Bilal Müftüoğlu
06 Octobre 2015•Mise à jour: 06 Octobre 2015
AA - Paris - Bilal Muftuoglu
Le président français François Hollande a condamné les actes de violence entre les salariés d'Air France et la direction, mettant en garde contre le risque des "conséquences sur l'image" de la compagnie aérienne.

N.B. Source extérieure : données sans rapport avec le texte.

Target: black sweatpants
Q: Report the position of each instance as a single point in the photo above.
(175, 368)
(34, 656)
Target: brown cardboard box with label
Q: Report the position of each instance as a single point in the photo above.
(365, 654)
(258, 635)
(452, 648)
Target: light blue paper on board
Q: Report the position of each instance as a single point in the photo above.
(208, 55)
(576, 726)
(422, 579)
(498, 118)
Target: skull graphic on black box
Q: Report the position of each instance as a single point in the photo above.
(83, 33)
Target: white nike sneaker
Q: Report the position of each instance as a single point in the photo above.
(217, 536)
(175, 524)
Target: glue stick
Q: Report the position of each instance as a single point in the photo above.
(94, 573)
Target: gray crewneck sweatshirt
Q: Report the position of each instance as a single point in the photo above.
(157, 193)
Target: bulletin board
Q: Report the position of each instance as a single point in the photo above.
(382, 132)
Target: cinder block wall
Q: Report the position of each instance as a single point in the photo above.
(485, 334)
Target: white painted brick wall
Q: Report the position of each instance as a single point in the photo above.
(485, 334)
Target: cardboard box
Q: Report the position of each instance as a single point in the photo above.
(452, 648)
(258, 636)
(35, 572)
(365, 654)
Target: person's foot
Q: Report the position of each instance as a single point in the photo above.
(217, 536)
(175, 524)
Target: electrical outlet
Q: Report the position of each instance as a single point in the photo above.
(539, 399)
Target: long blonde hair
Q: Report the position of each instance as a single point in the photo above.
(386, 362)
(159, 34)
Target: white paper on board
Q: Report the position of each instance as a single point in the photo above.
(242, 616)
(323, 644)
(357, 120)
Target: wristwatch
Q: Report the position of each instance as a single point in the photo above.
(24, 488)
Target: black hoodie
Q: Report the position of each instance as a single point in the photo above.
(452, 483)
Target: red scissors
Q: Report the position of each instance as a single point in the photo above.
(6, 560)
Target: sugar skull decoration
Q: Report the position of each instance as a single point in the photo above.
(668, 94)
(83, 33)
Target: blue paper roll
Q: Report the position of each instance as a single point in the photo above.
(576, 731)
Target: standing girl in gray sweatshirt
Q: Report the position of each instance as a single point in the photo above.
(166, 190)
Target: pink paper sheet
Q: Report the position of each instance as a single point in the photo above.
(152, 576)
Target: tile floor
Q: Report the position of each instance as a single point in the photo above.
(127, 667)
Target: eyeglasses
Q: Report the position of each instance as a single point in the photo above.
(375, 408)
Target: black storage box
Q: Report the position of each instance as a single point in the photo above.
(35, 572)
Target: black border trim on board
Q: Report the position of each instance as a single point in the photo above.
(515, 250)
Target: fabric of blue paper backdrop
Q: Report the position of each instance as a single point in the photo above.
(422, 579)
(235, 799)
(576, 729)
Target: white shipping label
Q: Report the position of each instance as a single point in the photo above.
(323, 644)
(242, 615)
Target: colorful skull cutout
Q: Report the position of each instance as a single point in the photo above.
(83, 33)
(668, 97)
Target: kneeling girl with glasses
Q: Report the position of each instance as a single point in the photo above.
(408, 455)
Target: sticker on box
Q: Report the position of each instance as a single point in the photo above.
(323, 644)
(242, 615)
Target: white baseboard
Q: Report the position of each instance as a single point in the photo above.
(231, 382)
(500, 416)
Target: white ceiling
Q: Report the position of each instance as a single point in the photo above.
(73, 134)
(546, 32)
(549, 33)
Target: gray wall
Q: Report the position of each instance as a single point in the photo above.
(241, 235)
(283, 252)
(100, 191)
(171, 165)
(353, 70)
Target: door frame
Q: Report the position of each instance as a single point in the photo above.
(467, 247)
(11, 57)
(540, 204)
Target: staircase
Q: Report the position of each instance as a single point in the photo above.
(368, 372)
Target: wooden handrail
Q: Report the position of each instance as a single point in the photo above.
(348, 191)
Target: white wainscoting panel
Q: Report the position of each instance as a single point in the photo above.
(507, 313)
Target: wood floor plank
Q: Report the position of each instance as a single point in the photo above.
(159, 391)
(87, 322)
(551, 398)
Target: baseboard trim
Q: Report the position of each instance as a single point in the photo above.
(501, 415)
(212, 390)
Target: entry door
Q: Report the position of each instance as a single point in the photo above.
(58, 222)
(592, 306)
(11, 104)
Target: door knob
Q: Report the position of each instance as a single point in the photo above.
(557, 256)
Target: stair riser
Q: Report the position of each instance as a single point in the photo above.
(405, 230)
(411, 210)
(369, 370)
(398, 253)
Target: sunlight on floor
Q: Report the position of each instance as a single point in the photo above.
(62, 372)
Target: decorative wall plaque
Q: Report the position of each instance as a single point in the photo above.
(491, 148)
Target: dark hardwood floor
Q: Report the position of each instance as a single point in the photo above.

Les violences, qui ont éclaté après la colère des salariés contre le plan de réduction d'effectifs, sont "inacceptables", a estimé le président français, mardi, s'exprimant depuis Le Havre (nord de la France). "Ca compte, le dialogue social. Et quand il est interrompu par des violences, des contestations qui prennent des formes inacceptables, on voit ce que ça peut avoir comme conséquences sur l'image, sur l'attractivité", a-t-il noté.
Le Premier ministre français, Manuel Valls, a rendu visite mardi au siège d'Air France, à Roissy, notamment pour rencontrer les membres de la direction, dont le directeur des ressources humaines, Xavier Broseta, qui ont été agressés par les salariés de la compagnie aérienne. Il s'était dit "scandalisé" par les actes de violence, lundi depuis le Japon, exprimant son soutien à la direction.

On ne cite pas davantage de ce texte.